You don't have to be John Kenneth Galbraith to notice that periods of low taxes have been followed by long recessions that differ from most recessions in that they follow financial crises. Such balance-sheet recession are different in kind than most recessions, and may have something to do with the distributive effect of such policies.

The International Monetary Fund recently completed a study (full study here) that shows the effects of income inequity on economic growth, and found that societies with great inequity tend to have more financial crises.

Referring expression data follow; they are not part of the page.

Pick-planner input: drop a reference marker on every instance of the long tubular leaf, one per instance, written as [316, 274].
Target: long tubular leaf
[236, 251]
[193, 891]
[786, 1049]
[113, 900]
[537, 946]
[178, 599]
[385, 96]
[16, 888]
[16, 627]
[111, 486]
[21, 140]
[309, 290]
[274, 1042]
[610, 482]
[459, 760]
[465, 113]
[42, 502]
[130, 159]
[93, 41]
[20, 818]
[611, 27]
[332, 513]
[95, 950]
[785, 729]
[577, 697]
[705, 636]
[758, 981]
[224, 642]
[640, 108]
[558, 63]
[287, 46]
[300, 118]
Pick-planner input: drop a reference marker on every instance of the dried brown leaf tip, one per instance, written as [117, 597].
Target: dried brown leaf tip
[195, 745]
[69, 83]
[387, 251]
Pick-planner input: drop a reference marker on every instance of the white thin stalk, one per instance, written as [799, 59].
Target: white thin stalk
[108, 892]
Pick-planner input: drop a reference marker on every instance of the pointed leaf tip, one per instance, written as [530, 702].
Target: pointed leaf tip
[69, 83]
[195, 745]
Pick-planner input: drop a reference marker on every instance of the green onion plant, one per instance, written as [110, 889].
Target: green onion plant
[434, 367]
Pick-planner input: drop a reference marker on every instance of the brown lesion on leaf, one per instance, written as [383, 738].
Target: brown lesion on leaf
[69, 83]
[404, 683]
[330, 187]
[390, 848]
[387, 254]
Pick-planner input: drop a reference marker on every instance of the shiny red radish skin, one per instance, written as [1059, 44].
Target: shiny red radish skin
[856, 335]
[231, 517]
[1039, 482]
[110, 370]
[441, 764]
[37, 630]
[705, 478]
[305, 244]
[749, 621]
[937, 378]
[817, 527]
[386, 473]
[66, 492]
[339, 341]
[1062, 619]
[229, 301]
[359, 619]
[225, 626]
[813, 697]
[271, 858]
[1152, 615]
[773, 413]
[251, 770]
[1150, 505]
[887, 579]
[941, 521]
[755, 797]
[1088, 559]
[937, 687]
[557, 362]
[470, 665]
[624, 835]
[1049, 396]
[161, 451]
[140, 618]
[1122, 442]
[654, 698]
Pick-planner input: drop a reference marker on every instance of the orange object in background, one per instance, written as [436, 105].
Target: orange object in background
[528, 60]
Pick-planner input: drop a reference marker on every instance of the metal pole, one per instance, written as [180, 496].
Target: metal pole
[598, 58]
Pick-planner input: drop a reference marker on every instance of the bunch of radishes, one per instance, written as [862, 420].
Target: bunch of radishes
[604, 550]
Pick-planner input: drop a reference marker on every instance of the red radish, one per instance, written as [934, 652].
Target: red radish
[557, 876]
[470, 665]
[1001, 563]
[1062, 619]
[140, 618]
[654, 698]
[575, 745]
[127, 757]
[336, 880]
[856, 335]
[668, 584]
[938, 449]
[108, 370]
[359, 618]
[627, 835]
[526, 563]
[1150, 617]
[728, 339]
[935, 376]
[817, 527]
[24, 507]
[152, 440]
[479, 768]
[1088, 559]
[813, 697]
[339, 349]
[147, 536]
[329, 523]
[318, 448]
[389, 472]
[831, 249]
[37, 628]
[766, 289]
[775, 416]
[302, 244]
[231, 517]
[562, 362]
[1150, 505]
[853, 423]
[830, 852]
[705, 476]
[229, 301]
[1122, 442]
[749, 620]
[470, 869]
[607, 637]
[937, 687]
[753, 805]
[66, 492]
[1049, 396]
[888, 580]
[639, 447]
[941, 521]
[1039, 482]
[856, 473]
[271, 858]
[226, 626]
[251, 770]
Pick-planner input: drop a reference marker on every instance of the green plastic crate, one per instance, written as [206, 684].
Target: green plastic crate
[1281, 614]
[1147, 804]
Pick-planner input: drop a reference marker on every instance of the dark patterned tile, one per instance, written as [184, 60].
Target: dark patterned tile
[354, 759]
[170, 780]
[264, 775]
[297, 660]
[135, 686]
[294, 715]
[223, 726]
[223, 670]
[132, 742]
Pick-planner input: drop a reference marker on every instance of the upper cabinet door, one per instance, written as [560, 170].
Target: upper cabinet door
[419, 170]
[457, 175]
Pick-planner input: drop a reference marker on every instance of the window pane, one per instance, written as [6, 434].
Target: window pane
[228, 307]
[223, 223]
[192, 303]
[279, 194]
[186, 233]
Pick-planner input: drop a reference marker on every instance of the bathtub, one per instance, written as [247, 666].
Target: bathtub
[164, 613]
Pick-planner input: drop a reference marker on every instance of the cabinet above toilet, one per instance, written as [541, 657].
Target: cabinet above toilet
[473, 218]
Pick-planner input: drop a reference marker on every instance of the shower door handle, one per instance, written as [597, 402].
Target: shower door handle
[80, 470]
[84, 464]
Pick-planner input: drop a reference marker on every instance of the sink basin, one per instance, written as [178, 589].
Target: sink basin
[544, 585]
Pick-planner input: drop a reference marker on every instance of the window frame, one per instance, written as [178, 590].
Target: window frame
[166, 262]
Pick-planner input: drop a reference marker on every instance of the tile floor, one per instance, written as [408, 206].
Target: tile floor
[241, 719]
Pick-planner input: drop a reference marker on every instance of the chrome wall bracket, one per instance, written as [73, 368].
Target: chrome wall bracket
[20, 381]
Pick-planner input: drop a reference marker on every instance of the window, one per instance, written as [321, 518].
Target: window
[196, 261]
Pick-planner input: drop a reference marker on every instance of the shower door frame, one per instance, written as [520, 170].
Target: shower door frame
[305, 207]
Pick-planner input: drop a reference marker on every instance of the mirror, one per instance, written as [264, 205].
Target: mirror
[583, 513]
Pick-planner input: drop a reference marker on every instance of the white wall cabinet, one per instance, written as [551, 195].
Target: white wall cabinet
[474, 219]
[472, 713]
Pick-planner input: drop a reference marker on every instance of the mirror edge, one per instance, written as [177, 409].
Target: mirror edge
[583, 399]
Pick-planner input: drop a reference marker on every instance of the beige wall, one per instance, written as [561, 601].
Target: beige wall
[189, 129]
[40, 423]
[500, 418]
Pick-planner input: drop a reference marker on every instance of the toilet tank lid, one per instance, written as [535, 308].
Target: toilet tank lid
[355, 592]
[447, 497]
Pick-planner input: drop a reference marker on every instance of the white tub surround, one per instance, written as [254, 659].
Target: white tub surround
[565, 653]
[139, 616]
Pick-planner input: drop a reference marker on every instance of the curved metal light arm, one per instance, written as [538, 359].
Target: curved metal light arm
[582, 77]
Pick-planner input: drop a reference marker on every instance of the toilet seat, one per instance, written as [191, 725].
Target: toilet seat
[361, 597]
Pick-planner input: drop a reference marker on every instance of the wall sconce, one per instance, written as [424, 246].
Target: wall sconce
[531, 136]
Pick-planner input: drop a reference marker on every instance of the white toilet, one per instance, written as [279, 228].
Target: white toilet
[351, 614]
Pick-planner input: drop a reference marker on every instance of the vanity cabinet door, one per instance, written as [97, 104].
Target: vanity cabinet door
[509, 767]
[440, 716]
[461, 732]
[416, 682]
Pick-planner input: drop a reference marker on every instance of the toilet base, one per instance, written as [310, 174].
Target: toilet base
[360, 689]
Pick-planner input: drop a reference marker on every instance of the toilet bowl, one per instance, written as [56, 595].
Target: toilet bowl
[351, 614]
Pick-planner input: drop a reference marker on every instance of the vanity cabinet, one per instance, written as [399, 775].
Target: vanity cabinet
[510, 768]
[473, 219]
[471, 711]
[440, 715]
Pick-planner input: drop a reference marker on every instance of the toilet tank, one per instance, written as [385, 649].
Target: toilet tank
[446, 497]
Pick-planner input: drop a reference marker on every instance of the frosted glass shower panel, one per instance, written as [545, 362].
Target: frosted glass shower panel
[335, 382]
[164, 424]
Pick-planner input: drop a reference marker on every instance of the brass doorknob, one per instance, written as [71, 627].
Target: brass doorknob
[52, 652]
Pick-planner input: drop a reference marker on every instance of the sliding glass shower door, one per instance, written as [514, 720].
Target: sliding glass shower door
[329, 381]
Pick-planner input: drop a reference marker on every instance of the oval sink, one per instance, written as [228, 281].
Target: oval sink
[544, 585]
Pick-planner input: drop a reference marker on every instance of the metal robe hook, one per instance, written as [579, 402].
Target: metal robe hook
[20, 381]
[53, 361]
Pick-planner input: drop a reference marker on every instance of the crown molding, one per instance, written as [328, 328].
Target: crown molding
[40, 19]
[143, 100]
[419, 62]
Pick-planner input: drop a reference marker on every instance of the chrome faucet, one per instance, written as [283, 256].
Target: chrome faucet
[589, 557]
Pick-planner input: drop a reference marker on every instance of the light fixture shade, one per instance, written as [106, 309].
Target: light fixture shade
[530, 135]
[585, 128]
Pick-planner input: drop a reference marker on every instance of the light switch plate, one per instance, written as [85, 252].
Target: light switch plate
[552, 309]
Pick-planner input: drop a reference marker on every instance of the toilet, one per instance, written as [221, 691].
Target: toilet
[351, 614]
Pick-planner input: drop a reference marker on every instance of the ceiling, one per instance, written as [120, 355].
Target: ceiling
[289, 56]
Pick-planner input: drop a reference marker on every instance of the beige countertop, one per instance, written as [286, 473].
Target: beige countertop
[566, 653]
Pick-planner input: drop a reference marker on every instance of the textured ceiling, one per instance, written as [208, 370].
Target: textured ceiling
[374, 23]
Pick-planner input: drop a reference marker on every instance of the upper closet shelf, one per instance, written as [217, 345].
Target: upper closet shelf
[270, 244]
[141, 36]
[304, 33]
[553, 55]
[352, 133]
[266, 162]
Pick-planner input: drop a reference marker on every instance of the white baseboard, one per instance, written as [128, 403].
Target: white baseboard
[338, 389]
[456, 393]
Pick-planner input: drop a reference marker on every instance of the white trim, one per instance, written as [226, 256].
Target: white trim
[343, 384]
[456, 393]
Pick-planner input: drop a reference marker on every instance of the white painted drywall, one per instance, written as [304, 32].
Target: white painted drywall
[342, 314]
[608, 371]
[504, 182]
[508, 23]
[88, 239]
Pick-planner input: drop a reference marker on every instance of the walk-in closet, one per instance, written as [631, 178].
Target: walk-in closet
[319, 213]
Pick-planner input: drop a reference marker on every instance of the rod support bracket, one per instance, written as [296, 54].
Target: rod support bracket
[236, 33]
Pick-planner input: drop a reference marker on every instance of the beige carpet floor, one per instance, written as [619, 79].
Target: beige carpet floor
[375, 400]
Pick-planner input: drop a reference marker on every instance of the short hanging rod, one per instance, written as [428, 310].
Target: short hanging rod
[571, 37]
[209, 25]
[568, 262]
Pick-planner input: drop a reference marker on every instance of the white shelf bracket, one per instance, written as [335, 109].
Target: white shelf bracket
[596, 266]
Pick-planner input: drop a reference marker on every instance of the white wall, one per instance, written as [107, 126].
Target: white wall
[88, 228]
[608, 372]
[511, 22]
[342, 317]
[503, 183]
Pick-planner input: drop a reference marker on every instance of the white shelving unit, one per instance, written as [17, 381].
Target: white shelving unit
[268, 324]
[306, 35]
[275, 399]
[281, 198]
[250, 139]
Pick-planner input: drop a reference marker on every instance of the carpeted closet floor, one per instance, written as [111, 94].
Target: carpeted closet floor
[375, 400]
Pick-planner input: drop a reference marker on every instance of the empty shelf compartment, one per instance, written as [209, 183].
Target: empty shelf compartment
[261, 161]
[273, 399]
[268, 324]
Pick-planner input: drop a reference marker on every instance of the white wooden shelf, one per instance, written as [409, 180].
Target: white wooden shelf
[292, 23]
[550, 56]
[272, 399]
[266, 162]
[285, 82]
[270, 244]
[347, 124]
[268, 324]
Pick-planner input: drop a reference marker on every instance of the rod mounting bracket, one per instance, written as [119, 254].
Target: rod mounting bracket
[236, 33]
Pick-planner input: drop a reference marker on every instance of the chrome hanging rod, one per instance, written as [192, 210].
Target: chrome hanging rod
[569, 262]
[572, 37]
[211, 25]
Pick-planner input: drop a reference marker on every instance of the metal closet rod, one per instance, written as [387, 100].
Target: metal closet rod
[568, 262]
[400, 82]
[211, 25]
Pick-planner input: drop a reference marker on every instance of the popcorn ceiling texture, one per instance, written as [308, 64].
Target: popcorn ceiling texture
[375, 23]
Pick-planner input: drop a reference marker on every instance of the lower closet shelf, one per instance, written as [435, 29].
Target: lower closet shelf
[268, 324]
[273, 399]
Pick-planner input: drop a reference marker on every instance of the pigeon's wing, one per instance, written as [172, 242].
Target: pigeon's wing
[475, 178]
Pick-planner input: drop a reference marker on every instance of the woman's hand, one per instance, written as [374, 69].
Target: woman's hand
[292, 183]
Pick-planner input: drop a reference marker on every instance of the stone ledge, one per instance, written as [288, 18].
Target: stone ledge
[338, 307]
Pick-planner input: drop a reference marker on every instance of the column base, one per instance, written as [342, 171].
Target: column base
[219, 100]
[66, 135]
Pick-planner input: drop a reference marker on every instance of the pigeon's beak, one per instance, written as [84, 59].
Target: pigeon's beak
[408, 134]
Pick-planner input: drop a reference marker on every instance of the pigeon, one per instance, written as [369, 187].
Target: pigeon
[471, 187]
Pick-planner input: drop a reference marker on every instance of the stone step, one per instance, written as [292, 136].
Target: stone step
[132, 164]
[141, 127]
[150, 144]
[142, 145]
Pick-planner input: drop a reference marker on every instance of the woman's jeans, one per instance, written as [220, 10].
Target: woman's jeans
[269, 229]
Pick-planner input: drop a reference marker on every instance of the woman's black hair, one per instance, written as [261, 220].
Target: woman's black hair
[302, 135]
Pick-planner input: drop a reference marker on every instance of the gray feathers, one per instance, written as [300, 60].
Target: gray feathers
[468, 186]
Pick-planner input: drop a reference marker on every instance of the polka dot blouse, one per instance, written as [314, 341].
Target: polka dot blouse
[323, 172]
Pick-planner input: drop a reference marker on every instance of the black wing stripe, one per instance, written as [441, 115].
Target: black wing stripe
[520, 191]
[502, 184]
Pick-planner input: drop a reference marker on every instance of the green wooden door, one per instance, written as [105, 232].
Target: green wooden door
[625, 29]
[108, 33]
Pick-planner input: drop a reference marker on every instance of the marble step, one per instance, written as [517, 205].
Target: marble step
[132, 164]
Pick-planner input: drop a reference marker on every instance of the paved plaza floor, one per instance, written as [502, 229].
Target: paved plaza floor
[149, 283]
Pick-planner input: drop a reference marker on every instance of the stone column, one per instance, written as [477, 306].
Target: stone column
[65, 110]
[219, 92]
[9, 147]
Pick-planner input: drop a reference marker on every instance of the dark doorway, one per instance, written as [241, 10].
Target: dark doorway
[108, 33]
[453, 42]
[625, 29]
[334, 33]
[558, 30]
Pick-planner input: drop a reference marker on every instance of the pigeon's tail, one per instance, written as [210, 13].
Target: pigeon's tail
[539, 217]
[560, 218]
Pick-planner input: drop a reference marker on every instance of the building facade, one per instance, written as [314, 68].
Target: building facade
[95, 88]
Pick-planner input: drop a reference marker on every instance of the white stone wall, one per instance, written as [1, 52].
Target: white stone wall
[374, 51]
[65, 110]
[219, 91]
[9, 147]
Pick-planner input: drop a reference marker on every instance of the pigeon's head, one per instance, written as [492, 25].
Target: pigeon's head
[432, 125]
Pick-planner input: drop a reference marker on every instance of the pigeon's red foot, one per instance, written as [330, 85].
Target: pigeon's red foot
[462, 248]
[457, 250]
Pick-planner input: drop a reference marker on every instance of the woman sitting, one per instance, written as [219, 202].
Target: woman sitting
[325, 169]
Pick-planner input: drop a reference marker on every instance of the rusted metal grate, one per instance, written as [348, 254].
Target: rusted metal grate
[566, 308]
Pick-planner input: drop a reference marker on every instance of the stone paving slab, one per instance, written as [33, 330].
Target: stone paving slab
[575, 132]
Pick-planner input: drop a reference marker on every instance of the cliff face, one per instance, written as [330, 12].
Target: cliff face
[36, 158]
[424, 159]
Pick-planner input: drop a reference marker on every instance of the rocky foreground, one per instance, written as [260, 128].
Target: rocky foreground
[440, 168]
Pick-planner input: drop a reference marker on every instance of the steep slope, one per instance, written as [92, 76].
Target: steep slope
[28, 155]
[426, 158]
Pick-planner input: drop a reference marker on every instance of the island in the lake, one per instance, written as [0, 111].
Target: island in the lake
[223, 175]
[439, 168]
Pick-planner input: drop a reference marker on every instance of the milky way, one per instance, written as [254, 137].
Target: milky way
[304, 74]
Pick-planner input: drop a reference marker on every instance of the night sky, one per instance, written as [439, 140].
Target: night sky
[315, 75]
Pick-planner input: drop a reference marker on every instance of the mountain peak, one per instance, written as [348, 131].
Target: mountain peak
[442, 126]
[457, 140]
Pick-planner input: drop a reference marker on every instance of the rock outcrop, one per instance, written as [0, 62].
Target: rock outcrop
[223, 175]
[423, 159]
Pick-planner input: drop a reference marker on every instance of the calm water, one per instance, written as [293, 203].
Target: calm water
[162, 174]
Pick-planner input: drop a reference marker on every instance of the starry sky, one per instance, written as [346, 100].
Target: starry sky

Here's a chart from the study:





The greatest predictor of economic growth is income distribution, followed by trade openness.

 From the study:


...the increase in U.S. income inequality in recent decades is strikingly similar to the increase that occurred in the 1920s. In both cases there was a boom in the financial sector, poor people borrowed a lot, and a huge financial crisis ensued (see “Leveraging Inequality,” F&D, December 2010 and “Inequality = Indebted” in this issue of F&D). The recent global economic crisis, with its roots in U.S. financial markets, may have resulted, in part at least, from the increase in inequality. With inequality growing in the United States and other important economies, the relationship between inequality and growth takes on more significance.
The result has been good for no one, so why do we persist in policies that produce so much inequity?

Simple human nature. People don't feel rich unless they are richer than their neighbors. A rising tide may lift all boats, but some of us feel richer if the other guy's boat sinks. It's time to put a stop to that sort of thinking, and realize that we are all in this country together.